Almost everywhere, the upper 3 metres (10 feet) of the Earth’s surface maintains a nearly constant temperature between 10-16 °C (50-60 °F). Geothermal heat pumps can tap into this resource to heat and cool buildings. A geothermal heat pump system consists of a heat pump, an air delivery system (ductwork), and a heat exchanger - a system of pipes buried in the shallow ground near the building. In the winter, the heat pump removes heat from the heat exchanger and pumps it in to the indoor air delivery system. In the summer, the process is reversed, and the heat pump moves heat from the indoor air in to the heat exchanger. The heat removed from the indoor air during the summer can also be used to provide a free source of hot water.

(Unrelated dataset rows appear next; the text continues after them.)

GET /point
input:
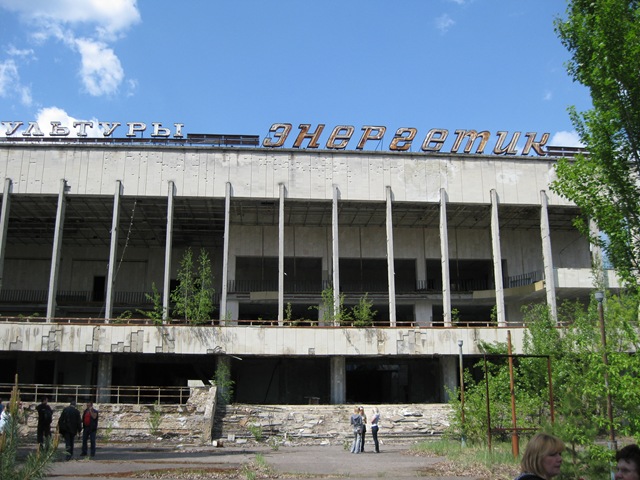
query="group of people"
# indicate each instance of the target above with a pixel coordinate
(359, 424)
(70, 424)
(542, 459)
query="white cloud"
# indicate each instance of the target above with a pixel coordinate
(101, 70)
(566, 139)
(110, 17)
(444, 22)
(45, 116)
(10, 84)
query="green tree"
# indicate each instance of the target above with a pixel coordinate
(580, 395)
(193, 297)
(603, 38)
(37, 464)
(157, 312)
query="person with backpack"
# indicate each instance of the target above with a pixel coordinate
(45, 416)
(356, 423)
(89, 429)
(69, 425)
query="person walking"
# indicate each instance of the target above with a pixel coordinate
(356, 423)
(375, 423)
(89, 429)
(45, 416)
(364, 428)
(542, 458)
(69, 425)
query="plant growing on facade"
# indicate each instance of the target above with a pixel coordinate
(155, 418)
(328, 311)
(222, 380)
(193, 297)
(36, 465)
(157, 312)
(362, 313)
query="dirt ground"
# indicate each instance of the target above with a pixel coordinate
(164, 461)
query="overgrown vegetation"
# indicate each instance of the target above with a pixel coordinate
(222, 380)
(579, 392)
(360, 315)
(37, 464)
(155, 418)
(603, 38)
(193, 297)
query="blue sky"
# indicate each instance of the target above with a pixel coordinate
(238, 67)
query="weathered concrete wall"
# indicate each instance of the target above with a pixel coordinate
(258, 173)
(293, 424)
(247, 340)
(329, 424)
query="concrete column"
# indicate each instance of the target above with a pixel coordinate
(57, 248)
(223, 360)
(450, 368)
(601, 280)
(497, 259)
(225, 254)
(444, 254)
(338, 372)
(547, 256)
(113, 252)
(4, 224)
(105, 370)
(335, 253)
(166, 290)
(391, 274)
(281, 256)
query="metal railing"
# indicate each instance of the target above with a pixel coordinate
(137, 395)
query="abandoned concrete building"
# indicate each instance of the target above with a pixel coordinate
(447, 246)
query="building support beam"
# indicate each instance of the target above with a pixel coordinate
(547, 256)
(56, 251)
(449, 375)
(225, 254)
(166, 289)
(391, 274)
(335, 252)
(113, 252)
(444, 255)
(338, 372)
(4, 224)
(281, 255)
(105, 372)
(497, 259)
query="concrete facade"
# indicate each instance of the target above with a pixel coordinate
(447, 247)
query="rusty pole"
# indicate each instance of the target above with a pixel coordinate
(514, 433)
(603, 337)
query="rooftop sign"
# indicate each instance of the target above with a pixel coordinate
(404, 138)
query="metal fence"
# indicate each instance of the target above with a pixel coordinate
(137, 395)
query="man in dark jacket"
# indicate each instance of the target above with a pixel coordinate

Wells can be drilled into underground reservoirs for the generation of electricity. Some geothermal power plants use the steam from a reservoir to power a turbine/generator, while others use the hot water to boil a working fluid that vaporises and then turns a turbine. Hot water near the surface of the Earth can be used directly for heat. Direct-use applications include heating buildings, growing plants in greenhouses, drying crops, heating water at fish farms, and several industrial processes such as pasteurising milk.
Hot dry rock resources occur at depths of 5-8 km (3-5 miles) everywhere beneath the Earth’s surface and at lesser depths in certain areas. Access to these resources involves injecting cold water down one well, circulating it through hot fractured rock, and drawing off the heated water from another well.